Эту его рабочую поездку, при безумном содействии Керенского, извращенно истолковывают желанием Каледина поднять казачество против Временного Правительства. Чушь! Воистину этот Верховный идиот упорно пилил сук, на котором сидит, уничтожая всякую опору своей иллюзорной власти.
Видя в Донском Атамане своего прямого конкурента, не только человека большого государственного ума и крепкой силы воли, но главное опасаясь того огромного авторитета, который приобрел он в глазах и казачества и всех национально мыслящих русских людей, глубоко веривших, что Каледин найдет достойный путь, чтобы вывести казачество из сложных и запутанных обстоятельств, Керенский решается на очередную гнусную провокацию.
Очевидно и ему и его гнилым приспешникам, а затем дружку Ленину и Троцкому, не столько были страшны талантливые, с именами, но без народа генералы, сколько страшен и опасен был именно Каледин, за которым пошли Дон, Кубань и Терек. С целью подорвать престиж Каледина и тем самым обезглавить казачество, обезумевший Керенский 31 августа всенародно объявляет его мятежником, отрешает от должности, предает неправедному суду и требует его выезда в Могилев для дачи показаний.

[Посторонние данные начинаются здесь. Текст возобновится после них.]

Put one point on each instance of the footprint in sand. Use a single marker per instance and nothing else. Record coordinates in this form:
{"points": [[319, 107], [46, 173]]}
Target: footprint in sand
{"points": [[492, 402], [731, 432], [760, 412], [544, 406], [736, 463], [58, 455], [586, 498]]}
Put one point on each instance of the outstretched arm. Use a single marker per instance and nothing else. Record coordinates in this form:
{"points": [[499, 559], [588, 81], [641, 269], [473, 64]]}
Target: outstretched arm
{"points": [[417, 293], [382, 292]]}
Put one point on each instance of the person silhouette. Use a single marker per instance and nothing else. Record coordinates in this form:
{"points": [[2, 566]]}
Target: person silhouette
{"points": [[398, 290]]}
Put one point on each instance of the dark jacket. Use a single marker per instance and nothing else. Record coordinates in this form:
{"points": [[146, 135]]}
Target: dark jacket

А днем раньше демократический военный министр, этот клоун А. Верховский телеграфировал Каледину:
"С фронта едут через Московский округ в область Войска Донского эшелоны казачьих войск в ту минуту, когда враг прорывает фронт и идет на Петроград. Мною получены сведения о том, что станция Поворино занята казаками. Я не знаю, как это понимать. Если это означает объявление казачеством войны России, то я должен предупредить, что братоубийственная борьба, которую начал генерал Корнилов, встретила единодушное сопротивление всей Армии и всей России. Поэтому, появление в пределах Московского округа казачьих частей без моего разрешения, я буду рассматривать, как восстание против Временного Правительства. Немедленно издам приказ о полном уничтожении всех идущих на вооруженное восстание, а сил к тому, как всем известно, у меня достаточно".
Такое впечатление, что министр - бредит. Если у него достаточно сил, почему тогда его легко и без потерь спустя два месяца свергла шайка большевиков? Куда делись его хваленные силы? Одновременно с этим А. Верховский бомбардирует телеграммами революционный Ростов, две из них были адресованы к начальнику Ростовского гарнизона, следующего содержания:
"До моего сведения дошло, что генерал Каледин сосредоточивает казачьи силы в Усть-Медведицком округе, желая изолировать Донскую область. Я этого не допущу и разгоню казачьи полки. Телеграфируйте, чтобы избежать кровопролития.